This is more or less an skeleton of working code. The first part you may take it from the Jypiter journal.
Of course, any insight if I am not doing something optimally is most welcome!
path = Path(*your path to the folder with your unsupervised documents*)
model_url = *url to your pre-trained language model, e.g., from fastai in English: URLs.WT103_1*
Then try to load your data for the language model:
try:
data = TextLMDataBunch.load(path, 'tmp_lm', bs=batch_size)
except FileNotFoundError:
print('Data bunch not found, creating one from data source...')
data = (TextList.from_folder(path)
.filter_by_folder(include=())
.random_split_by_pct(0.1)
.label_for_lm()
.databunch(bs=batch_size))
data.save('tmp_lm')
Now you instantiate a language model learner:
learner = language_model_learner(data, pretrained_model=model_url, drop_mult=0.3)
Learning rate finder:
learner.lr_find()
learner.recorder.plot(skip_end=15)
Then you train the last layers of the language model:
try:
learner.load('fit_head')
except FileNotFoundError:
print('\nTraining language model (last layers)...')
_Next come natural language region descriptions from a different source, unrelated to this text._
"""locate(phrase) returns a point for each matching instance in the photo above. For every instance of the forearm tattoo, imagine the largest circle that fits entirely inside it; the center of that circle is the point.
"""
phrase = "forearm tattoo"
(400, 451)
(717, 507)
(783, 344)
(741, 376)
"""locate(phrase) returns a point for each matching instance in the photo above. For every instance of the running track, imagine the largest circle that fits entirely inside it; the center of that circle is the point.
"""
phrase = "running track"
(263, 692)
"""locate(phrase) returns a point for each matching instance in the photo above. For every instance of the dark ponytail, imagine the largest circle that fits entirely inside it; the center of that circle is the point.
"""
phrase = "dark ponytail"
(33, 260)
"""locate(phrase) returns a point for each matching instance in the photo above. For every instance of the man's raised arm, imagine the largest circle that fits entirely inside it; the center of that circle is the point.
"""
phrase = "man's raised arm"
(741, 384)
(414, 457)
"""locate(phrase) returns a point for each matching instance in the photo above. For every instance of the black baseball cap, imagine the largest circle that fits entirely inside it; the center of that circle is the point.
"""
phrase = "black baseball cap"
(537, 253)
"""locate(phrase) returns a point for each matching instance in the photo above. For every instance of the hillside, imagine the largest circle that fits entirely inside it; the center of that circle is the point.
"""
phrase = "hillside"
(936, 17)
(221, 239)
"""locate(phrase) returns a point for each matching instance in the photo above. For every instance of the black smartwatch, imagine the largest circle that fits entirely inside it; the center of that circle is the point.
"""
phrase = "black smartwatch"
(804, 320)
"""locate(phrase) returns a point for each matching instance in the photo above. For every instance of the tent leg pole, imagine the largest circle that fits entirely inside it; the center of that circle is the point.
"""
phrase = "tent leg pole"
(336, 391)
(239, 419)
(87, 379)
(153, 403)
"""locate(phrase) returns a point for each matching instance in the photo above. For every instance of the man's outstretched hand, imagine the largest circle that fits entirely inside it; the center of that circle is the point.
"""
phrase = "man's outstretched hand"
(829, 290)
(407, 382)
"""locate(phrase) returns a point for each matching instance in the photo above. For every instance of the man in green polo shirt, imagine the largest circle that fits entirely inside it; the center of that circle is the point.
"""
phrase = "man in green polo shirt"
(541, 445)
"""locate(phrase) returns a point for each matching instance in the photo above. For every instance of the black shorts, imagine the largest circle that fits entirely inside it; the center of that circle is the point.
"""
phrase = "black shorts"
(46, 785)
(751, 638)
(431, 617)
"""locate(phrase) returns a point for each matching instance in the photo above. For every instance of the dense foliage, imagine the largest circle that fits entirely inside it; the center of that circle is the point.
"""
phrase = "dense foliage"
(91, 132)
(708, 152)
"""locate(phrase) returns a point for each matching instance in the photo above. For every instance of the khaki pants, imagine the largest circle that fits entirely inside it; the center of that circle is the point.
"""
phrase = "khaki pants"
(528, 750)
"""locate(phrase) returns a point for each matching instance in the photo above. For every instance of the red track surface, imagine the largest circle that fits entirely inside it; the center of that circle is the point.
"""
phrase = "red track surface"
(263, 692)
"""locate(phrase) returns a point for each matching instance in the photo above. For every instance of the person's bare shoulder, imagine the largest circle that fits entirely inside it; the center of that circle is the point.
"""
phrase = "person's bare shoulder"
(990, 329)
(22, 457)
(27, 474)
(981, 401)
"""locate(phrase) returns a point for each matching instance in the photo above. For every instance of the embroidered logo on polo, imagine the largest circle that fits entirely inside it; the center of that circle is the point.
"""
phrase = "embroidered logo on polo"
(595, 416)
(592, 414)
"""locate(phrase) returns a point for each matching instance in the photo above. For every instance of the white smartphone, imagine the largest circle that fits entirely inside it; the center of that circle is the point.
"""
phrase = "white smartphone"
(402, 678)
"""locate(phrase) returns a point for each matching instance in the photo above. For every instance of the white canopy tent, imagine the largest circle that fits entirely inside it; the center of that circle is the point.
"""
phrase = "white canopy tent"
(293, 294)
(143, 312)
learner.fit_one_cycle(1, 5e-2, moms=(0.8, 0.7))
learner.save('fit_head')
Then you train the whole thing. In the Jupyter example they use 10 cycles here, but in my case apparently one is better? I’m still figuring out these details.
try:
learner.load('fine_tuned')
except FileNotFoundError:
print('\nFine-tuning learner...')
learner.unfreeze()
learner.fit_one_cycle(number_rounds, 5e-3, moms=(0.8, 0.7))
learner.save('fine_tuned')
To test the language model (which is fun):
text_prompt = 'I wonder what text comes after this"
n_words = 100
n_sentences = 2
print("\n".join(learner.predict(text_prompt, n_words, temperature=0.75)
for _ in range(n_sentences)))
Save the language model encoder (the part that the classifier will use):
learner.save_encoder('fine_tuned_enc')
Next step: we need a classifier. IMPORTANT: we need the vocabulary from the language model!
vocab = data.vocab
Loading its dataset.
try:
classifier_data = TextDataBunch.load(path,
'tmp_multi_label_data',
bs=batch_size)
except FileNotFoundError, IndexError:
print('Some error message')
label_cols = [0, 1, 2, 3] # the columns from which you take the labels in the csv file
classifier_data = (TextList.from_csv(path,
relative_path_to_csv_file_from_path,
cols='text',
vocab=vocab)
.random_split_by_pct(valid_pct=0.2)
.label_from_df(cols=label_cols)
.databunch(bs=batch_size))
classifier_data.save('tmp_multi_label_data')
Then you create the classifier learner:
classifier_learner = text_classifier_learner(classifier_data,
drop_mult=0.5,
metrics=[fbeta])
classifier_learner.load_encoder('fine_tuned_enc')
Finally, just train the learner. I have not been completely successful here yet, although it trains and learns and classifies. Just not as good as another classifier I have…
classifier_learner.freeze()
classifier_learner.lr_find()
classifier_learner.recorder.plot(skip_end=15)
classifier_learner.fit_one_cycle(1, 1e-1, moms=(0.8, 0.7))
classifier_learner.save('first_cycle')
classifier_learner.fit_one_cycle(1, 5e-2, moms=(0.8, 0.7))
classifier_learner.save('second_cycle')
classifier_learner.freeze_to(-2)
classifier_learner.fit_one_cycle(1, slice(1e-2 / (2.6 ** 4), 1e-2), moms=(0.8, 0.7))
classifier_learner.save('third_cycle')
classifier_learner.freeze_to(-3)
classifier_learner.fit_one_cycle(1, slice(5e-3 / (2.6 ** 4), 5e-3), moms=(0.8, 0.7))
classifier_learner.save('fourth_cycle')
classifier_learner.unfreeze()
classifier_learner.fit_one_cycle(1, slice(1e-3 / (2.6 ** 4), 1e-3), moms=(0.8, 0.7))
classifier_learner.save('fifth_cycle')
That’s it! Now you may load a saved classifier:
classifier_learner.load('third_cycle')
And classify stuff:
prediction = classifier_learner.predict(string)
This is not exactly a working example, but it comes close. I hope it helps!